Foreign ministers of the EU 27 meet to agree their negotiating stance for Phase Two of the Brexit talks
British Brexit negotiators are expected to launch fortnightly rounds of talks in Brussels from as early as this week.
EU diplomats say the aim is to agree a swift deal on a transition period.
UK Brexit Secretary David Davis outlined his view of a post-Brexit transition on Friday. He said he expected to start talks in the coming "days and weeks".
The next step
Ministers from the EU 27 have met to formally endorse instructions for Phase Two of the Brexit talks at a meeting in Brussels.
Sources say at that point, the EU negotiating team, led by Michel Barnier, will be ready to receive Davis and his officials for formal negotiations on what will happen after Britain breaks with Brussels in March 2019.
Davis says he is confident of reaching an interim accord on the transition by the time EU leaders hold a Brussels summit in March. There is already broad agreement, he added.
What are the transition talks likely to focus on?
These are talks about talks. The future of the customs union, regulatory convergence or divergence and trade are likely to dominate.
The status quo is complex. Will the UK get a non-voting seat at some EU meetings? How will annual quotas like that of fishing be determined? How will the EU allow London to sign up to new trade deals with other countries while bound by EU accords?
What does the EU want?
Brussels has proposed that the UK will effectively remain in all of its existing structures, including the single market and customs union, until the end of 2020.

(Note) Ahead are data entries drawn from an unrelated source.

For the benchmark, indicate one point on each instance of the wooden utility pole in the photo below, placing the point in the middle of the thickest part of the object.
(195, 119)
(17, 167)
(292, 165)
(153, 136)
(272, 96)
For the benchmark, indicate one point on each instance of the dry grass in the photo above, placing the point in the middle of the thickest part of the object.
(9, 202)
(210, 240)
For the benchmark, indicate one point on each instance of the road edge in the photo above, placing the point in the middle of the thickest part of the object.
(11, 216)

However, the UK will lose its say on EU policy.
What has Theresa May said?
She appears to be ready to accept this. That's despite disappointment from Brexit supporters, who say it will turn the UK into a "vassal state" for a short time.
If it is an interim accord, will it be legally binding?
No. Details of the transition will form part of a withdrawal treaty which will be agreed around October-time. It will be legally ratified by parliaments on both sides in the month after that.
Both sides are hoping a joint declaration on the nature of the transition in March will give businesses and people more certainty to make decisions about their future.
So when will the first meeting be held?
It could be as early as this week, it is said. No formal schedule has been agreed so far, but diplomats say the plan for now is to set a relatively fast pace. This could mean meeting in Brussels every two weeks. This is compared to the monthly round of negotiations held in the first phase of the talks.
A first meeting could be held as soon as the latter part of next week, they said.
While no schedule for those talks has been formally agreed, EU diplomats said the plan for now is to set a relatively fast pace of exchanges, meeting in Brussels every two weeks in contrast to the roughly monthly round of negotiations held in the first phase of the process last year.